If there are like 1,000,000 individual files (mostly 100k in size) in a single directory, flatly (no other directories and files in them), is there going to be any compromises in efficiency or disadvantages in any other possible ways?
ARG_MAX is going to take issue with that... for instance, rm -rf * (while in the directory) is going to say "too many arguments". Utilities that want to do some kind of globbing (or a shell) will have some functionality break.
If that directory is available to the public (lets say via ftp, or web server) you may encounter additional problems.
The effect on any given file system depends entirely on that file system. How frequently are these files accessed, what is the file system? Remember, Linux (by default) prefers keeping recently accessed files in memory while putting processes into swap, depending on your settings. Is this directory served via http? Is Google going to see and crawl it? If so, you might need to adjust VFS cache pressure and swappiness.
Edit:
ARG_MAX is a system wide limit to how many arguments can be presented to a program's entry point. So, lets take 'rm', and the example "rm -rf *" - the shell is going to turn '*' into a space delimited list of files which in turn becomes the arguments to 'rm'.
The same thing is going to happen with ls, and several other tools. For instance, ls foo* might break if too many files start with 'foo'.

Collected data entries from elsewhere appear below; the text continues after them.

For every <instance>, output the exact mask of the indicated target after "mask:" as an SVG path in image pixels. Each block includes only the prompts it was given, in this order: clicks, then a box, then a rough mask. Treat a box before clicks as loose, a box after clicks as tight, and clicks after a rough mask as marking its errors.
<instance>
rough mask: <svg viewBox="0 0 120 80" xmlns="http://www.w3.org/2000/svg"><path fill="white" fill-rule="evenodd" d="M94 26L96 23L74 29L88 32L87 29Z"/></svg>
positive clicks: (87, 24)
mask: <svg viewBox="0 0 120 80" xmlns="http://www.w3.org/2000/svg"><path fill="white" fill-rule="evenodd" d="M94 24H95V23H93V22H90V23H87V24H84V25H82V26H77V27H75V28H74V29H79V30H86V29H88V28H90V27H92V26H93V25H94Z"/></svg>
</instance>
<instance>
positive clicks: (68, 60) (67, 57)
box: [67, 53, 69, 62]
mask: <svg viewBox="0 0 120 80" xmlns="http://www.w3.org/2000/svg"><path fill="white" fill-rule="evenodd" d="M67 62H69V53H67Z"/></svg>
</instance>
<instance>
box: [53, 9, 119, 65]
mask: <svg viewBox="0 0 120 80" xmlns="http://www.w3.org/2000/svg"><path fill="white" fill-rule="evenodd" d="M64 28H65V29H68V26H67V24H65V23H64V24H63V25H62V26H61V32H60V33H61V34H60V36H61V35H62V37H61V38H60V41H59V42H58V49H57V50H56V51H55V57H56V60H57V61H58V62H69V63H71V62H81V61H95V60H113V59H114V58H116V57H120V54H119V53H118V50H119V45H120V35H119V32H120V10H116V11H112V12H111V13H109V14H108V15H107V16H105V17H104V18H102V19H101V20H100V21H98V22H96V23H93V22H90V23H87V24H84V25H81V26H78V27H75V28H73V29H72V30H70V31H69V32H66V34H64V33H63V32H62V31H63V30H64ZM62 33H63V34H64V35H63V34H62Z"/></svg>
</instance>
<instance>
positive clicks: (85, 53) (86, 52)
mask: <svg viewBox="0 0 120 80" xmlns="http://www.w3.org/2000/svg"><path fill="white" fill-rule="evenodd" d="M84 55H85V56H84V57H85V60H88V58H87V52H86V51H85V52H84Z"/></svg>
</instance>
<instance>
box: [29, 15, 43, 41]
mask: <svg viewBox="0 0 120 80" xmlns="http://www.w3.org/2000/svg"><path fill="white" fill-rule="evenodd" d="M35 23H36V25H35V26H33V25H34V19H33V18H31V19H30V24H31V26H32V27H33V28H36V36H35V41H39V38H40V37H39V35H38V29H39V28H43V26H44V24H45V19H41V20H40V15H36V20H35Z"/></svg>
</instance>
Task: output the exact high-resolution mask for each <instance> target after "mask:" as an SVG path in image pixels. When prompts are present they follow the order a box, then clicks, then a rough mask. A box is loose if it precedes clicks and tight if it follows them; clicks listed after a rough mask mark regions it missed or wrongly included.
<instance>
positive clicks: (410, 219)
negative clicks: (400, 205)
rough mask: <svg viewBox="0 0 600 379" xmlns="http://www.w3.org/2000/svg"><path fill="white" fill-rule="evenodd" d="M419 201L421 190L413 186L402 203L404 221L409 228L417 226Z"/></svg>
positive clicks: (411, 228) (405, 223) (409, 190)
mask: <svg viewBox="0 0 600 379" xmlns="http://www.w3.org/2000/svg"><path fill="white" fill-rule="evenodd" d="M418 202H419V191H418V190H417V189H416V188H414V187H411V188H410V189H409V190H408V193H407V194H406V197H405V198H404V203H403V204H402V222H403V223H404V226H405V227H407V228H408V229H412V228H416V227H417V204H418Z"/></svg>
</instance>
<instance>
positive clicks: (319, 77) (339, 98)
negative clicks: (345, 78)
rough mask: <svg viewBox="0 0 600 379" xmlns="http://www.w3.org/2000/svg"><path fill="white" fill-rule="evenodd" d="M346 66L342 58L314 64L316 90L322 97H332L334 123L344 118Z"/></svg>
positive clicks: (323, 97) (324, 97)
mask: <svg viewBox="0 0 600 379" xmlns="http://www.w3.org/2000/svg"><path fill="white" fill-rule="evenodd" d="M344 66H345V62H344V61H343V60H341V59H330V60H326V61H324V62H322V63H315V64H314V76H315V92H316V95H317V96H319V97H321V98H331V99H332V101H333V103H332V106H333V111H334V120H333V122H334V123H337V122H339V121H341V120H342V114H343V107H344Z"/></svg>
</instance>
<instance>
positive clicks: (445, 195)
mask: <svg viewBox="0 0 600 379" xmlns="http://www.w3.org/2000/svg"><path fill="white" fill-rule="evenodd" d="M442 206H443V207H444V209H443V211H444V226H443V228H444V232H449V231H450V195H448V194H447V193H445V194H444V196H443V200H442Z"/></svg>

I'd advise (no matter what fs is in use) to break it up into smaller directory chunks, just for that reason alone.
My experience with large directories on ext3 and dir_index enabled:
If you know the name of the file you want to access, there is almost no penalty
If you want to do operations that need to read in the whole directory entry (like a simple ls on that directory) it will take several minutes for the first time. Then the directory will stay in the kernel cache and there will be no penalty anymore
If the number of files gets too high, you run into ARG_MAX et al problems. That basically means that wildcarding (*) does not always work as expected anymore. This is only if you really want to perform an operation on all the files at once
Without dir_index however, you are really screwed :-D
Most distros use Ext3 by default, which can use b-tree indexing for large directories.
Some of distros have this dir_index feature enabled by default in others you'd have to enable it yourself. If you enable it, there's no slowdown even for millions of files.
To see if dir_index feature is activated do (as root):
tune2fs -l /dev/sdaX | grep features
To activate dir_index feature (as root):
tune2fs -O dir_index /dev/sdaX
e2fsck -D /dev/sdaX
Replace /dev/sdaX with partition for which you want to activate it.
When you accidently execute "ls" in that directory, or use tab completion, or want to execute "rm *", you'll be in big trouble. In addition, there may be performance issues depending on your file system.
It's considered good practice to group your files into directories which are named by the first 2 or 3 characters of the filenames, e.g.
aaa/
aaavnj78t93ufjw4390
aaavoj78trewrwrwrwenjk983
aaaz84390842092njk423
...
abc/
abckhr89032423
abcnjjkth29085242nw
...
...
The obvious answer is the folder will be extremely difficult for humans to use long before any technical limit, (time taken to read the output from ls for one, their are dozens of other reasons) Is there a good reason why you can't split into sub folders?
Not every filesystem supports that many files.
On some of them (ext2, ext3, ext4) it's very easy to hit inode limit.
I've got a host with 10M files in a directory. (don't ask)
The filesystem is ext4.
It takes about 5 minutes to
ls
One limitation I've found is that my shell script to read the files (because AWS snapshot restore is a lie and files aren't present till first read) wasn't able to handle the argument list so I needed to do two passes. Firstly construct a file list with find (wholename in case you want to do partial matches)
find /path/to_dir/ -wholename '*.ldb'| tee filenames.txt
then secondly read from a the file containing filenames and read all files. (with limited parallelism)
while read -r line; do
if test "$(jobs | wc -l)" -ge 10; then
wait -n
fi
{
#do something with 10x fanout
} &
done < filenames.txt
Posting here in case anyone finds the specific work-around useful when working with too many files.